What does this mean ? That what is called Nature is a soul, the offspring of a prior soul with a stronger life; that it quietly holds contemplation in itself, not directed upwards or even downwards, but at rest in what it is, in its own repose and a kind of self-perception, and in this consciousness and self-perception it sees what comes after it, as far as it can, and seeks no longer, but has accomplished a vision of splendour and delight. If anyone wants to attribute to it understanding or perception, it will not be the understanding or perception we speak of in other beings; it will be like comparing consciousness in dreams to waking consciousness.
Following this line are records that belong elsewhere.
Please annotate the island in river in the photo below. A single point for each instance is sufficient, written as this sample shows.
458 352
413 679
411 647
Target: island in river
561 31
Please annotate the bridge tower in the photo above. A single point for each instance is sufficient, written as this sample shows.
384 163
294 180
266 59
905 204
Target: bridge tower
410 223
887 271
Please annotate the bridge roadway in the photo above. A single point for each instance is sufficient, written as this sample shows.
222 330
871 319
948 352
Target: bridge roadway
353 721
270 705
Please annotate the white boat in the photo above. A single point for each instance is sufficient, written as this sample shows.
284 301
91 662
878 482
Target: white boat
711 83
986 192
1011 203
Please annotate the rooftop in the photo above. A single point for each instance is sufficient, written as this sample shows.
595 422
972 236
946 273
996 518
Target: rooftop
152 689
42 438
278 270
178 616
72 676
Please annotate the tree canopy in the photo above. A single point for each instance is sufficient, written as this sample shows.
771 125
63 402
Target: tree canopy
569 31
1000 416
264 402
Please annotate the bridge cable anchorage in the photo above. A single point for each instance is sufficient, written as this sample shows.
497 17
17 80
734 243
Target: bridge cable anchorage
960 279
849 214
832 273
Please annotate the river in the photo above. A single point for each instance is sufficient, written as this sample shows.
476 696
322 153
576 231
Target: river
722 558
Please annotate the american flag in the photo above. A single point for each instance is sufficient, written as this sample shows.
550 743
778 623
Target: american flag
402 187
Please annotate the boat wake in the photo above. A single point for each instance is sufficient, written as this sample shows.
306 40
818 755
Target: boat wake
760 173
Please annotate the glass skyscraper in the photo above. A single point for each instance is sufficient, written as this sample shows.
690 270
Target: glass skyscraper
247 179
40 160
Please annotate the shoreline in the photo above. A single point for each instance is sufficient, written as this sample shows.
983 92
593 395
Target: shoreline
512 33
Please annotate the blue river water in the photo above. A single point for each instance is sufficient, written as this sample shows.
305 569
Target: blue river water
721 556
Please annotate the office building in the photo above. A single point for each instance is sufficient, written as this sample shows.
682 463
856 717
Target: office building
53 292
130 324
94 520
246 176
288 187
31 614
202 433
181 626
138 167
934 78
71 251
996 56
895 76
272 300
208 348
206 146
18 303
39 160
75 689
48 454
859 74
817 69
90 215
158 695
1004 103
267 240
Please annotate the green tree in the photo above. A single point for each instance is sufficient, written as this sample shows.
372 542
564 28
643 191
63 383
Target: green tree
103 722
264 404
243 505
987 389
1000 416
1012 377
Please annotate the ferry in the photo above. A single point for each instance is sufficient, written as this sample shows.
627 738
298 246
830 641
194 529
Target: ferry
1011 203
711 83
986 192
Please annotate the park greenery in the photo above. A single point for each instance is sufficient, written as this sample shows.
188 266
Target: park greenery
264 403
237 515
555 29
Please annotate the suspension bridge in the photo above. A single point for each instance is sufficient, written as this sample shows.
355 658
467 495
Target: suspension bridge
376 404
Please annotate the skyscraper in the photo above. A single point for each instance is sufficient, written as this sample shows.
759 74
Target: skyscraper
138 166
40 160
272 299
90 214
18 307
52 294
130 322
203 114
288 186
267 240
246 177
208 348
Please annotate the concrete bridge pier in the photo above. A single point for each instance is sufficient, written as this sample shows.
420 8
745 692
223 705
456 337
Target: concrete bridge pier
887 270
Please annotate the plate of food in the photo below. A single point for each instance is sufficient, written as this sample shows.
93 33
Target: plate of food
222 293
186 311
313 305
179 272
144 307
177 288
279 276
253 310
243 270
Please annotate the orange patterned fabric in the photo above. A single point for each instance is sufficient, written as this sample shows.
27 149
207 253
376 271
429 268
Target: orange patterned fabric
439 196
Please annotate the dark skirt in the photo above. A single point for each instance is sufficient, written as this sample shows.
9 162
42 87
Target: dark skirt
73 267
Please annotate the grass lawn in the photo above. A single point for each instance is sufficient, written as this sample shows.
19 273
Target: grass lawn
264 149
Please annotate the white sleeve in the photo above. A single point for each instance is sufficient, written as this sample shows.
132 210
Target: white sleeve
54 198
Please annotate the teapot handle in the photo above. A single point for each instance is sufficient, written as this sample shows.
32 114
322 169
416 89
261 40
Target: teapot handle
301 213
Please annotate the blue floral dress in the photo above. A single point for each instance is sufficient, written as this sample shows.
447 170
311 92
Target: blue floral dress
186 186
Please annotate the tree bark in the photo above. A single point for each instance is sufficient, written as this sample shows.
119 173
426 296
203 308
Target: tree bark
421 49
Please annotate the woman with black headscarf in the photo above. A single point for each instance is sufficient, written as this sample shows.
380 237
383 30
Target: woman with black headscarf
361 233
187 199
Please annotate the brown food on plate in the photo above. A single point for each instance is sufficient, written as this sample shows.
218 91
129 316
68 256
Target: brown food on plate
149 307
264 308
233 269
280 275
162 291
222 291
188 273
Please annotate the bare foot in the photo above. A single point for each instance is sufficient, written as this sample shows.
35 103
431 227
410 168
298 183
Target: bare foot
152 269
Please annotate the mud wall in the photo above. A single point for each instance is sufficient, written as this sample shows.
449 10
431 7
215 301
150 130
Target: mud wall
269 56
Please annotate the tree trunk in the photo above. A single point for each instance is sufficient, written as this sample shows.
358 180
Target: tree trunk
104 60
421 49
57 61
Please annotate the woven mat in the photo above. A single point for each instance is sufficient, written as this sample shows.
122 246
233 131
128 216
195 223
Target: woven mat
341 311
Nature is at rest in contemplation of the vision of itself, a vision which comes to it from its abiding in and with itself and being itself vision. Its contemplation is silent but somewhat blurred. There is another contemplation clearer for sight, and of this Nature is the image. For this reason what is produced by it is weak in every way, because a weak contemplation produces a weak object. Men too, when their power of contemplation weakens, make action a shadow of contemplation and reasoning. Because contemplation is not enough for them, since their souls are weak and they are not able to grasp the vision sufficiently, and therefore are not filled with it, but still long to see it, they are carried into action so as to see what they cannot see with their intellect. When they make something, then, it is because they want to see their object themselves and also because they want others to be aware of it and contemplate it, when their project is realized in practice as well as possible. Everywhere we shall find that making and action are either a weakening or a^ consequence of contemplation; a weakening if the doer or maker had nothing in view beyond the thing done; a consequence, if he had another prior object of contemplation better than what he made. For who, when he is able to contemplate that which is truly real, deliberately goes after its image? Dull children, too, are evidence of this, who are incapable of learning and contemplative studies and turn to crafts and manual work.